# A little Luft '46



## John P (Sep 1, 1999)

First build of the year - this is Planet Models' 1/72 resin kit of Focke Wulf's projekt "Entwurf III," a development of the Ta 183 put forth in Feb 1945.

http://www.inpayne.com/models/fw-entwirfiii.html

I drilled out the cannon muzzles, added a pitot and used Aeromaster decals for 1./JG54. The markings are based on JG54's lovely field-applied green Fw-190 schemes in Russia.


----------



## modelgeek (Jul 14, 2005)

VEry Nice! I love how you weather your aircraft...Jeff


----------



## agentsmith (Mar 27, 2005)

That looks great to me, you can never have enough Luft'46!

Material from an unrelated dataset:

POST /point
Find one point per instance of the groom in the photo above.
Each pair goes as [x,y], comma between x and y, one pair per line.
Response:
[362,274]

Next year I will be building nearly the same kind of aircraft but will be using the old Airfix Tunnan kit as a starting point.

Agentsmith


----------



## John P (Sep 1, 1999)

That's reverse evolution! :lol:


----------



## Parts Pit Mike (Jan 3, 2001)

As always... awesome!


----------



## roadrner (Jul 21, 1999)

:thumbsup::thumbsup: rr


----------



## SJF (Dec 3, 1999)

Love these '46 planes. Great job, John! :thumbsup:

Sean


----------



## hedorah59 (Nov 24, 2008)

Nice work, John!


----------



## dklange (Apr 25, 2009)

Very NICE rendition of the Entwurf III!! The German engineers were certainly forward thinking!! Great job!! - Denis


----------



## The-Nightsky (May 10, 2005)

Bubble top Huckbein.Mach Schweet!!!!


----------